Disney Bloggers

JIMINYCR

Well-Known Member
Wellll... $3 an article sounds about right. After all what weve seen a lot of the time are a lot of them are rehashing info thats in other articles, lots of articles are splattered with incorrect info or blatant mistakes. Some as you read through you wonder if thevve even been to a Disney park. Sure there are lots that are professionally researched and done and provide a great service to the WDW traveller, but sometimes I do wonder whose doing these articles?
 

OrlandoRising

Well-Known Member
I assumed a lot of the Disney bloggers did it for access/privilege more than anything.

I can understand why people would think that, but in my experience, you have to have a sizable following or readership before Disney would give you special access to anything. It takes a lot of work to get to the place where Disney notices you.

Even then, invites would likely be marked as non-transferable, so a site owner or another member of its staff couldn't easily just pass it off to a random freelance contributor.
 

wdwfan22

Well-Known Member
3 dollars sounds about right as all they are doing is rephrasing a Disney press release or reviewing a food item that I can’t imagine many people will read anyways.
 

Astrotrain

◝⊡_⊡◜
Nice, $3 is 2/3 of the way to being able to buy a powerade in the parks. :cool:

I'm a professional writer, not for Disney or anything Disney related.
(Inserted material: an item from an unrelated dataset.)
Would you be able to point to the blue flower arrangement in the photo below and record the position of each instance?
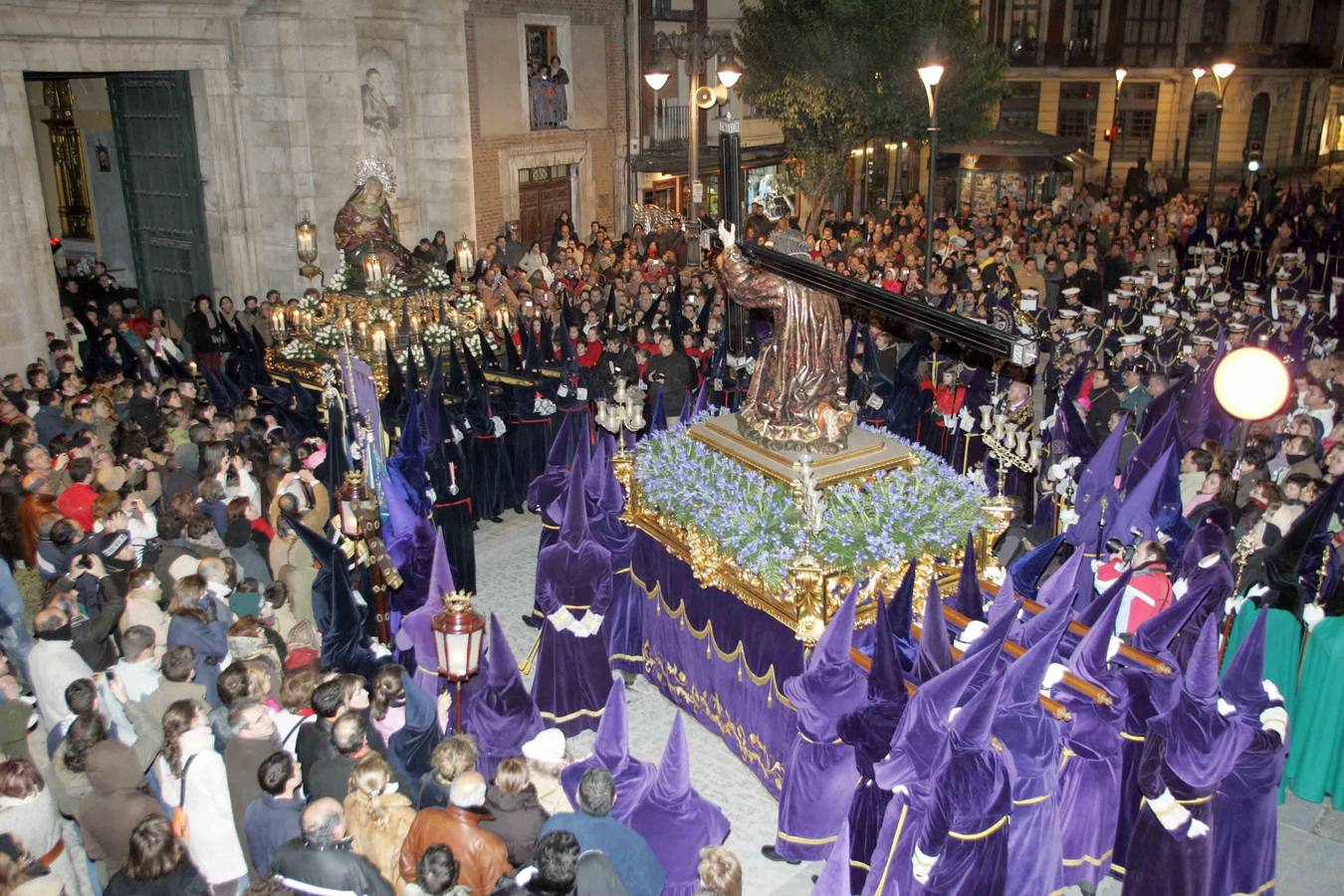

That seems like a really low number even if the person is just trying to add to their experience. I guess it depends on if it's original content or not though. Not sure how it is with Disney news but there are centralized press access websites where content can be copy/pasted. The managers for whatever website the 'writer' is working for essentially has a license (usually paid for) that gives them the rights to publish certain content that originated elsewhere on their blog/website.

I don't remember the logistics of how it all works, but when I was working for blogs I could only edit it so much and always had to give credit to the original author of the article.
 

Benjamin_Nicholas

Well-Known Member
Whether they're bloggers or the ones who post on Youtube, they're all really just a part of the Mouse machine.

Rare is any real journalistic writing seen: It all comes across as carefully-worded press release. It's clear that nearly all of them don't want to get on Disney's bad side with any real talk.

More impressive to me is watching the video-based folks get 'excited' for something as mundane as a cupcake. They treat these things as seriously as a Chinese red-letter day. It's awesome (and ridiculously funny).
 

SirWillow

Well-Known Member
$3 is pitiful for a site that is getting decent traffic and generating decent ad revenue. To give a comparison, I'll make that much on a video that only gets 750 views on Youtube, and that's with them taking 50% of the ad revenue. And most of those sites mentioned in the article are generating a lot more ad revenue that that on each of those articles.

the reason they can get away with it is how excited many of the contributors feel to "be a part of something big" and to see their names in the byline, like they are accomplishing something hugely important, admirable and brag worthy. And because so many are happy to do it just for the ego-feed, they can get away with paying peanuts.